A facile strategy to fabricate glucose-responsive vesicles via a template of thermo-sensitive micelles

Abstract

A facile strategy toward the construction of glucose-responsive polymer vesicles at physiological pH is reported. A thermo-sensitive phenylboronic acid (PBA)-containing block copolymer PNIPAM-b-P(Asp-co-AspPBA) was self-assembled into core–shell (CS) micelles with a PNIPAM core and a P(Asp-co-AspPBA) shell above the LCST of PNIPAM. The addition of a glucosamine (GA)-containing block copolymer PEG-b-P(Asp-co-AspGA) resulted in the formation of core–shell–corona (CSC) complex micelles because of the crosslinking between PBA- and GA-containing blocks. Polymer vesicles with a swollen PNIPAM core, a cross-linked P(Asp-co-AspPBA)/P(Asp-co-AspGA) vesicular membrane, and a PEG corona were obtained simply by storing the CSC complex micelles below the LCST of PNIPAM. A combination of transmission electron microscopy (TEM) and dynamic light scattering (DLS) in terms of the variations of hydrodynamic diameter (D_h) and light scattering intensity (LSI) was applied to characterize the polymer vesicles in PBS solution with glucose.
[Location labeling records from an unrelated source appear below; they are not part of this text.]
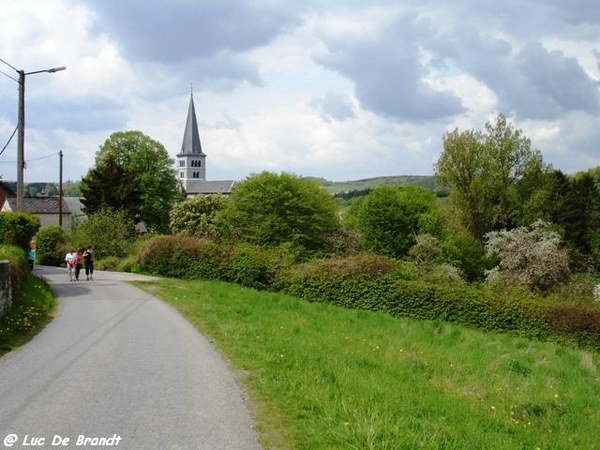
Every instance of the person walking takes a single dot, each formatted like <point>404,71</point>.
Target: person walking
<point>71,260</point>
<point>88,262</point>
<point>78,263</point>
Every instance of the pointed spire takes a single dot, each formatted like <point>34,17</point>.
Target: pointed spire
<point>191,137</point>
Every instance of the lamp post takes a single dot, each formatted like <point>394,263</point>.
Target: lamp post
<point>21,131</point>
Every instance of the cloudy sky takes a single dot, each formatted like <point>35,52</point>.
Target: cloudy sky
<point>337,89</point>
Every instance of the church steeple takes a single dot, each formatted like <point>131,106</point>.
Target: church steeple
<point>191,137</point>
<point>192,161</point>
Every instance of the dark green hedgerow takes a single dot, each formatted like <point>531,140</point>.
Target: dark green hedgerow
<point>373,283</point>
<point>183,257</point>
<point>523,315</point>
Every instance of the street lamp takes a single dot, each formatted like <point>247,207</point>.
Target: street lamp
<point>21,129</point>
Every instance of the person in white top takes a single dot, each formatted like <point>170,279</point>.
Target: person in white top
<point>71,260</point>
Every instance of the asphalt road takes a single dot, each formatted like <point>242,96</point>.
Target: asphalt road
<point>121,369</point>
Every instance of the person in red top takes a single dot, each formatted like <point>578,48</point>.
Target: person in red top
<point>71,260</point>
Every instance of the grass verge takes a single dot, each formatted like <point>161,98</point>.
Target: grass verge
<point>323,377</point>
<point>30,312</point>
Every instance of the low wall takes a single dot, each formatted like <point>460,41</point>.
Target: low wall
<point>5,287</point>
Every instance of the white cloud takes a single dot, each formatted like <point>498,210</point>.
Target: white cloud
<point>336,90</point>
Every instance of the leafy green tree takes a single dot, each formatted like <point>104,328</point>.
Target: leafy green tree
<point>389,219</point>
<point>18,228</point>
<point>483,169</point>
<point>196,216</point>
<point>580,214</point>
<point>270,209</point>
<point>111,232</point>
<point>148,162</point>
<point>50,245</point>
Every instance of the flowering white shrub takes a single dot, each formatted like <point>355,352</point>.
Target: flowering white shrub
<point>531,256</point>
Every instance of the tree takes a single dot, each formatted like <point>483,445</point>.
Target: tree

The polymer vesicles had a hydrophilic vesicular membrane which was favorable for the penetration of water-soluble substances and exhibited prominent glucose-responsiveness at physiological pH 7.4. FITC-insulin as a model protein was encapsulated in the polymer vesicles and the glucose-triggered insulin release was investigated.